Ecov aide les collectivités à développer des lignes régulières de covoiturage, en complément des réseaux de transports publics, dans une logique de “service public partagé” assuré par les citoyens. L’idée est née d’un double constat : d’une part, l’urgence écologique et le besoin de justice sociale replacent la puissance publique au centre du jeu économique ; d’autre part, on ne saurait relever ces défis sans innover radicalement, exercice auquel les entreprises du secteur privé sont plus rodées que la puissance publique…

Exposé de Laure Ménétrier


Ne trouvez-vous pas désespérant d’être bloqué dans un embouteillage, quand tous les conducteurs sont seuls dans leur voiture ? Pour ma part, j’y vois un défaut flagrant d’optimisation du système de transport, d’autant que, dans le même temps, certains n’ont d’autre choix que de faire de l’autostop. En dehors des centres-villes, on ne trouve guère de transports collectifs efficaces, et quand des bus desservent des zones peu denses, ils sont souvent vides.

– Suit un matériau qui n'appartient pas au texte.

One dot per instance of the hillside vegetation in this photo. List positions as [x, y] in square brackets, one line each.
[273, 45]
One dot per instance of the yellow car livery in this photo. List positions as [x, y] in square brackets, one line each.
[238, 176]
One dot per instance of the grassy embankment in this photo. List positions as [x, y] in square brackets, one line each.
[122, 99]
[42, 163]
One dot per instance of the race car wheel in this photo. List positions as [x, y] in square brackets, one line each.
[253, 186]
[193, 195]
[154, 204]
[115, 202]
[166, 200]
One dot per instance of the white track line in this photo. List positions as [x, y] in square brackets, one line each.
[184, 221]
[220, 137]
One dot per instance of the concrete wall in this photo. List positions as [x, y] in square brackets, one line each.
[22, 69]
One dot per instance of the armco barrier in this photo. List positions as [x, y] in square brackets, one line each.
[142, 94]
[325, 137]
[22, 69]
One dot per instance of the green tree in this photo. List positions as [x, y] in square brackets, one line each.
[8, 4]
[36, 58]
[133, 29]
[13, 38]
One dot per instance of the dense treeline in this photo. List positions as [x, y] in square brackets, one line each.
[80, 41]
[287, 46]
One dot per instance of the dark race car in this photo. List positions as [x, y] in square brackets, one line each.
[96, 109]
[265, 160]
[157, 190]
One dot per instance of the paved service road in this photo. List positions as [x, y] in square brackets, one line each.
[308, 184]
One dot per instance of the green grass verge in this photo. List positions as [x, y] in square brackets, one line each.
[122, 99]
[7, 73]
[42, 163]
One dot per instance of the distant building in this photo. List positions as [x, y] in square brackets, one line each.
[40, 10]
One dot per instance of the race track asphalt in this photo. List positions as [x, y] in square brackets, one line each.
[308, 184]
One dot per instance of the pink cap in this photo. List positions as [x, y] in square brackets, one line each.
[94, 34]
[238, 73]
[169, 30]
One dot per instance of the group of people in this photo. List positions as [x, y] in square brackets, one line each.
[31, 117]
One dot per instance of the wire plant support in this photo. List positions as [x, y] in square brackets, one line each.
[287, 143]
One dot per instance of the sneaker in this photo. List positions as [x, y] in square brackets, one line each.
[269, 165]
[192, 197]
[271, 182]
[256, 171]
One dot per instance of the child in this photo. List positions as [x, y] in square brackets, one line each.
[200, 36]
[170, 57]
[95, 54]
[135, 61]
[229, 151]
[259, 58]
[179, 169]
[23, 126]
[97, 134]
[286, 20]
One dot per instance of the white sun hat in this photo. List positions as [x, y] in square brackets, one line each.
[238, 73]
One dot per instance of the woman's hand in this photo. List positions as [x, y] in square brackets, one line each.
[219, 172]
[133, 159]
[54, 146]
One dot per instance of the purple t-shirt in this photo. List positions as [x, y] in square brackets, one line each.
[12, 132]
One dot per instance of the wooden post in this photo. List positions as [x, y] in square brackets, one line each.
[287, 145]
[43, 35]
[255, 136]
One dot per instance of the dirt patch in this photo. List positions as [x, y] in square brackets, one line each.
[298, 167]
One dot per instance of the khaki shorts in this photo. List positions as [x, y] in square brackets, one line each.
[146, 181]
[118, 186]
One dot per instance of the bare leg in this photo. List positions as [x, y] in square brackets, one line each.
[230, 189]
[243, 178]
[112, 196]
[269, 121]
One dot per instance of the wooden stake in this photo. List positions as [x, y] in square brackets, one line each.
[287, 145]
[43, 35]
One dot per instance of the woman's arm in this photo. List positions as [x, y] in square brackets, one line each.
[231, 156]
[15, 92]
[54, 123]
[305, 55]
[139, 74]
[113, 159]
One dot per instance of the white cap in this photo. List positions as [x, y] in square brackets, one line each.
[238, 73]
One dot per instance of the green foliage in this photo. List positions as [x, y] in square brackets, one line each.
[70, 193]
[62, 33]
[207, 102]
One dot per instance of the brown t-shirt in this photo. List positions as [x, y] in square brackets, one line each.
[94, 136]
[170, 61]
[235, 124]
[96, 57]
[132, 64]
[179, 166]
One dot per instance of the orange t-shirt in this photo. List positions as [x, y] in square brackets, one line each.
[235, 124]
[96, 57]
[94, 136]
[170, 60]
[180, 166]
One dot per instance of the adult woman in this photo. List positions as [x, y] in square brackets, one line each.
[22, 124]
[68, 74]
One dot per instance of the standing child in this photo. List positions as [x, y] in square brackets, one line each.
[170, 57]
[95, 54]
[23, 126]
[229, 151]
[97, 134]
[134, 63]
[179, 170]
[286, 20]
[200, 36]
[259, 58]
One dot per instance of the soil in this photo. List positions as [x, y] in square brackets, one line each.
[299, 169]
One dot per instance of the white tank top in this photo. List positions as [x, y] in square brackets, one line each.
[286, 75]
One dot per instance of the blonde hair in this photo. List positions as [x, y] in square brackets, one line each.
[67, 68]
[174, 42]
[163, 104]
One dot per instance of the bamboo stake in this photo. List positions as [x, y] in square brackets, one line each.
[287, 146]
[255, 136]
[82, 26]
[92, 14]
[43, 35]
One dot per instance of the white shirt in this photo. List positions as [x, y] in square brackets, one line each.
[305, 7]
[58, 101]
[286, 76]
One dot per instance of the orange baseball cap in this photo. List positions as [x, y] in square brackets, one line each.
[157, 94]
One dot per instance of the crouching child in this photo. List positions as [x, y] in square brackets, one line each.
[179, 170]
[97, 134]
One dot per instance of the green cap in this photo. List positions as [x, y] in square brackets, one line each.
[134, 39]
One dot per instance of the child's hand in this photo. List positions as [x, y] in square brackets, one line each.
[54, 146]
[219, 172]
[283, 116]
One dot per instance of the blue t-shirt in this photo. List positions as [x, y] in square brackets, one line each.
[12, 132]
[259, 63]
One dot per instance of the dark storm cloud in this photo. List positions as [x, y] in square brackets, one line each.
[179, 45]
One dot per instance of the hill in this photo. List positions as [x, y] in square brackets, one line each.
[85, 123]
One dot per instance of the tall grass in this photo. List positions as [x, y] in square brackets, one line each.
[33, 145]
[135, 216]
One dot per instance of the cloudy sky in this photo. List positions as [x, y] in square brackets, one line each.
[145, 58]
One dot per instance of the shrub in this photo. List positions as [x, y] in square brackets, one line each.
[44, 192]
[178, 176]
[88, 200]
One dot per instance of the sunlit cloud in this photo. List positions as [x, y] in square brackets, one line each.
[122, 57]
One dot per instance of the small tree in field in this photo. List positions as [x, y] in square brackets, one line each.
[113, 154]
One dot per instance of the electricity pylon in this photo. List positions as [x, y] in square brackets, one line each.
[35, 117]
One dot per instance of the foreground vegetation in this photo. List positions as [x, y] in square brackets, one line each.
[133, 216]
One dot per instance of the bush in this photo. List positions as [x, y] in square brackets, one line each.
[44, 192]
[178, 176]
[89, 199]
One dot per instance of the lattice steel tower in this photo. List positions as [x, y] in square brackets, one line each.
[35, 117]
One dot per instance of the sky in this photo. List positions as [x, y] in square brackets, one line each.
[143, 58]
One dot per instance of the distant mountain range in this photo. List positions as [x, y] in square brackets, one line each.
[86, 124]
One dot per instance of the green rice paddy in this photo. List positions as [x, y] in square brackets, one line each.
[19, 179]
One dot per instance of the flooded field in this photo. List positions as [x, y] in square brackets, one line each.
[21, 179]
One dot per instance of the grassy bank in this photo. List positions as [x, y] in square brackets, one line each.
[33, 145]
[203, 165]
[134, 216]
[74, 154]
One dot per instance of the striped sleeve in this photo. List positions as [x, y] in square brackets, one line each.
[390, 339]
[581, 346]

Les impératifs d’une mobilité durable

À de nombreux égards, les solutions de mobilité actuelles peinent à satisfaire le principe du développement durable : allier les impératifs économiques, écologiques et sociaux. Ainsi, 16 % des émissions de gaz à effet de serre proviennent-elles de voitures particulières, quand la pollution atmosphérique provoque 100 000 morts prématurées en France. Les ménages consacrent en moyenne 14 % de leur budget aux transports – la proportion est nettement supérieure pour les ménages modestes – et plus de la moitié des membres d’un foyer pauvre ont renoncé à un emploi faute de pouvoir s’y rendre, contre moins de 20 % pour la moyenne des ménages.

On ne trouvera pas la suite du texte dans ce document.